Gitzwarte nacht, honderden ogen kijken me aan. Ik lig wakker, kan niet slapen, mijn geest geeft geen rust; vind geen rust voordat ik de woorden die in mijn hersenpan ronddwalen heb opgeschreven. Opvallend nauw houden ze me in de gaten, de ogen houden de wacht. Steeds weer kijken ze mij aan. Indringend, ja indringers zijn het! Ze laten me niet met rust. Ze spannen samen met de dwalende woorden. Waarom? Hoezo? Wat heb ik misdaan? Wat mankeert eraan dat ik steeds weer niet slapen kan? Nacht in nacht uit lig ik wakker, het gaat maar door en door. Ten einde raad ben ik niet. Nee, ik laat mij niet onder krijgen door die indringende ogen, door de schimmen op de muur die ze veroorzaken. En ook al ben ik bang voor de grote, donkere man met hoed, die steevast op mij afstevent; schreeuw ik als een klein, bang, kind alles bij elkaar, ik herpak me en lig verder wakker tot aan dageraad.

 

Loslaten, zou dat helpen? 

 

Maar wat moet ik dan loslaten?
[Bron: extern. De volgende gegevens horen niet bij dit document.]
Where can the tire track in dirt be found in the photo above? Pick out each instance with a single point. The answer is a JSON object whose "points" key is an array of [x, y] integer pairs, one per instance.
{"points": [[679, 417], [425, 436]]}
De schimmige ogen, de ronddwalende woorden, die grote, enge, donkere man? Zou hij mij iets willen vertellen? Heeft hij een boodschap voor me? Zal ik morgen eens vriendelijk vragen of hij het me vertellen wil? Zal ik hem laten weten dat hij Welkom is!? Dat mijn deur wagenwijd voor hem open staat, wat hij trouwens al ontdekt heeft, als hij maar zo aardig is om me te vertellen wat hij komt doen. 

 

Ik hoor de meeuwen krijsen.

 

Langzaamaan maakt de gitzwarte nacht plaats voor de dageraad. Nu is het alleen nog maar wachten totdat de eerste vogel begint te fluiten. Totdat ze allemaal wakker worden en tevoorschijn komen. Dan … ja dan begint voor mij de klaarlichte nacht-dag. Dan … ja dan is alles verdwenen wat me wakker hield en vind ik eindelijk rust én ruimte ... en dommel ik in slaap.